<筑波山の風景・10>
巨石帯
筑波を登していると山頂に近づくにつれ、筑波を形成する岩が次第に大きくなってくる
ことに気づく。
ひっそりと積み重なるこの巨石たちを見て思ったものだ。
そこで筑波山の成立ちを調べてみると、時は約7500万年前に遡る。
山頂を含めて筑波山の大部分は硬い「斑れい岩」。
斑れい岩を放射状に取り囲んで分付しているのが「花崗岩」。
これは、斑れい岩よりも新しく約6000万年前ごろに地下深部に貫入してきたらしい。
花崗岩は斑れい岩に比べると、もろく浸食されやすいため、斑れい岩が山頂部を、
周囲の花崗岩はそれより低い山体を形成しており、筑波山の中腹では古い岩盤から剥がれ落ちた岩が積み重なってできた堆積物が登山道のいたるところで見かけられる。

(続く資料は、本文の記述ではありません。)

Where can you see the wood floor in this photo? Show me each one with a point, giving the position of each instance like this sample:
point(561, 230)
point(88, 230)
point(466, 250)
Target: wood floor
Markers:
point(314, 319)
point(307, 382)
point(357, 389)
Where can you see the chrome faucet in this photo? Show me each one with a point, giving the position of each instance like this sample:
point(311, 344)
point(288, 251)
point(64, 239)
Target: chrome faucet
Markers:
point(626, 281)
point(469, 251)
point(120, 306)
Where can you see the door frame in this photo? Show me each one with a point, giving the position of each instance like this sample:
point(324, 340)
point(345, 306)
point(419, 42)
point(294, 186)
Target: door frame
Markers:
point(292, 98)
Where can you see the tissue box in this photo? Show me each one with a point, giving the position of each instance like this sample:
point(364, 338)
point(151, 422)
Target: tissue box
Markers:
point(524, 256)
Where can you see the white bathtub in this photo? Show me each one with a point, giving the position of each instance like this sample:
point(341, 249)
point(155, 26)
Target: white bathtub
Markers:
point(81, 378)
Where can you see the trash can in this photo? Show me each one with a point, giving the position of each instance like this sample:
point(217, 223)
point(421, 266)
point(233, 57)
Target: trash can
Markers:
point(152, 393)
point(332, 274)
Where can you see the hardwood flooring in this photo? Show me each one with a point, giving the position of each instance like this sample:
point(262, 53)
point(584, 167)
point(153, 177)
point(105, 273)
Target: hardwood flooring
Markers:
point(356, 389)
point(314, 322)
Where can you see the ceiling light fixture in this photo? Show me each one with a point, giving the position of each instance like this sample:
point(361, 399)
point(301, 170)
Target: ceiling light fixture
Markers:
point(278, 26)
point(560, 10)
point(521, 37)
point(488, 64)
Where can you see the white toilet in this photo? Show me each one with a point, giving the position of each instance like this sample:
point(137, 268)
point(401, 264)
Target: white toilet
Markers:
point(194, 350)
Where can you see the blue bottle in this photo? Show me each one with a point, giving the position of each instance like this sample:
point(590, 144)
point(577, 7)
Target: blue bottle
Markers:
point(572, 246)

つまり、筑波山は7500万年前に固まった硬い斑れい岩が、その下に入り込んできた
もろい花崗岩とともに隆起、花崗岩は侵食、剥離する一方、硬い斑れい岩は侵食されずに
山頂付近に巨石として残ったのだろう。
このごろごろ巨石たちはそんな歴史をたどって今ここにある。
時間の流れ、スケ-ル、そもそも人間の歴史と比べるもなくそれはそこにあった。
中腹から山頂に至る、奇岩はさることながら、山中にひっそりと積み重なる巨石たちの苔むす姿に何をや想わん。